BUTLER BEGAN HIS JOBas national hurling director on September 1st. Since then, he has visited 27 counties, a staggering burst of productivity.

His night in the Inishowen Peninsula, where his presence was welcomed and his knowledge absorbed with a warmth and gratitude that humbled him, remains a shining memory and convinced him the GAA was on the right track.

"Hurling is our inheritance," he says simply.

"Every area was a hurling area once, as the forests were cleared, you could say. Go back the centuries and hurling was the only game we played. We can be confident this game is 4,000 years old.

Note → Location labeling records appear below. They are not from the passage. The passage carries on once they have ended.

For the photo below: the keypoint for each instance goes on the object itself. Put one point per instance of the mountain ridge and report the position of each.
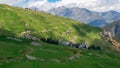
(86, 16)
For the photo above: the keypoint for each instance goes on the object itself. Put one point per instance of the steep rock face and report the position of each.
(98, 23)
(86, 16)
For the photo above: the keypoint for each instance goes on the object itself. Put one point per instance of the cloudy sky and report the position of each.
(95, 5)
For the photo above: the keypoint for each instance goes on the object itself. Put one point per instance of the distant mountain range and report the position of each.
(97, 19)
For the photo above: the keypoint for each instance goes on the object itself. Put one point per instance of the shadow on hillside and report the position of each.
(80, 30)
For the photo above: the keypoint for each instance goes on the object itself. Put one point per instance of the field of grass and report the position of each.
(18, 54)
(17, 20)
(12, 55)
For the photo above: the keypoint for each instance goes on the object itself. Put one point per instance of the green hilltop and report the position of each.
(42, 25)
(18, 52)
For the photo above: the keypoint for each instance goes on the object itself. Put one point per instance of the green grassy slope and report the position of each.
(14, 21)
(12, 55)
(43, 25)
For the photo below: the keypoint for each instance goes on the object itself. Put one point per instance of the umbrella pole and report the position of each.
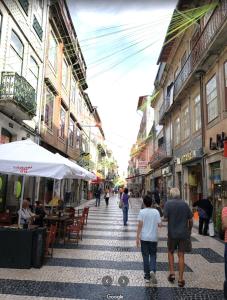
(21, 200)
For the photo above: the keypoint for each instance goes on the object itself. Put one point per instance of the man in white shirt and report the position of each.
(147, 235)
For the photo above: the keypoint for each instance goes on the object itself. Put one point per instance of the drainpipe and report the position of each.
(200, 74)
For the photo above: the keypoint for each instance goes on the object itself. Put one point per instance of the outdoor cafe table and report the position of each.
(22, 248)
(61, 222)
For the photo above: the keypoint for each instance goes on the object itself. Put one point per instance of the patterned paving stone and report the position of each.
(82, 263)
(96, 292)
(107, 249)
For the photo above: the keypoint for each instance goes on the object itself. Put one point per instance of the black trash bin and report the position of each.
(38, 247)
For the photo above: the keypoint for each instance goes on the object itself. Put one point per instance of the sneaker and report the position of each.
(147, 280)
(153, 278)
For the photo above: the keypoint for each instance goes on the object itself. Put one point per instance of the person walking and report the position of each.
(179, 218)
(107, 196)
(147, 236)
(125, 200)
(97, 195)
(121, 190)
(205, 210)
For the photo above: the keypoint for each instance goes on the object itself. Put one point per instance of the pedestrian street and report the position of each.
(107, 265)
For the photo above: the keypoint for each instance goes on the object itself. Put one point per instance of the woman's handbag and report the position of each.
(188, 245)
(211, 228)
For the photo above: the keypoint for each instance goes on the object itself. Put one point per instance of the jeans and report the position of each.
(97, 201)
(225, 256)
(205, 223)
(149, 253)
(125, 214)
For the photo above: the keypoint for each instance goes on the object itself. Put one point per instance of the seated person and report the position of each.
(26, 216)
(40, 214)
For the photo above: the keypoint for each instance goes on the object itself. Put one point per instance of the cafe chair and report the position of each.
(51, 235)
(74, 230)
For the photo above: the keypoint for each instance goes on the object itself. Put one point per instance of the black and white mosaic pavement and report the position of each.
(107, 265)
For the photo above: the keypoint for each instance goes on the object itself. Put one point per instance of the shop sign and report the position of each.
(142, 164)
(219, 143)
(189, 156)
(166, 170)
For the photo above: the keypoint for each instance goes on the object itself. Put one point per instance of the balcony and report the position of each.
(17, 96)
(163, 110)
(208, 45)
(37, 28)
(161, 156)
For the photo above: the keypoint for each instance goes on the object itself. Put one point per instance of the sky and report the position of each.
(120, 41)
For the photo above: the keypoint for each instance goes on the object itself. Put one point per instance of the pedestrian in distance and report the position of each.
(205, 210)
(156, 195)
(179, 217)
(125, 200)
(97, 195)
(121, 190)
(107, 196)
(147, 236)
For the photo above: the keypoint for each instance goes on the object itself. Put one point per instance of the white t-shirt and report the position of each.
(150, 218)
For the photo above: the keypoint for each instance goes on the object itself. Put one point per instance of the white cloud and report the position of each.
(116, 91)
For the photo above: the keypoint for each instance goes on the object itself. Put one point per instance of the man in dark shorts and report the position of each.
(179, 217)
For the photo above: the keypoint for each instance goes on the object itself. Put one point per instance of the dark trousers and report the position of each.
(149, 253)
(107, 200)
(203, 226)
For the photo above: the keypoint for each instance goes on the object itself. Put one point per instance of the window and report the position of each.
(71, 132)
(177, 131)
(212, 99)
(185, 123)
(62, 123)
(34, 73)
(183, 59)
(53, 51)
(225, 78)
(49, 109)
(64, 73)
(73, 92)
(197, 113)
(16, 53)
(38, 5)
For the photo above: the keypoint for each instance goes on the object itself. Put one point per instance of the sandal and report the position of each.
(181, 283)
(171, 278)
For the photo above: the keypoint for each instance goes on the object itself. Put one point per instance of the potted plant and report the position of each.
(218, 225)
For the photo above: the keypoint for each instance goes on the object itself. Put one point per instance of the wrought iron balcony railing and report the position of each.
(17, 89)
(163, 109)
(161, 155)
(202, 45)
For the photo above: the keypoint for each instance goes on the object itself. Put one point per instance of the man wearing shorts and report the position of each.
(179, 217)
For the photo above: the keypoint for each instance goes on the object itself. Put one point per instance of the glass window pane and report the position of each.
(14, 62)
(17, 44)
(53, 51)
(49, 107)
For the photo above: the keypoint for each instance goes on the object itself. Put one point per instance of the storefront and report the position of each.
(192, 176)
(167, 177)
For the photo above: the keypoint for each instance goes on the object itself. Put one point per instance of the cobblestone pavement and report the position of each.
(107, 265)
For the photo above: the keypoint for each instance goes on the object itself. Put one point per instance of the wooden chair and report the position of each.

"You talk about the GAA and you are talking about 120 years. Go back to the 18th century and hurling was a professional game, supported by the landlords. And it is an extraordinary twist of fate that the landlords, such a hated class in Irish history, were the ones that almost saved hurling, particularly in the areas of good land."

Butler wants hurling to flourish everywhere again, from the stony grey soil of Kavanagh country to the vast estates in the neon suburbs to which the GAA will have to turn for the next generations of stars.

He believes Dublin hurling will reconnect with its glorious past before too many more decades pass and is passionate in his belief that good communication is the only thing standing between young kids in "football" counties who believed that hurling was something that happened elsewhere.

"The great strength and weakness of the GAA is that anyone can come in and coach kids. The important thing is that they don't apply adult prerogatives and needs onto those kids. If we present hurling to kids as attractive and encourage them to feel that it is a game they can play and enjoy, they will stay with it for life."

After Galway city, Butler was motoring toward Wexford, where the alarm sirens have been sounding in recent years. County number twenty-eight. Hurling away.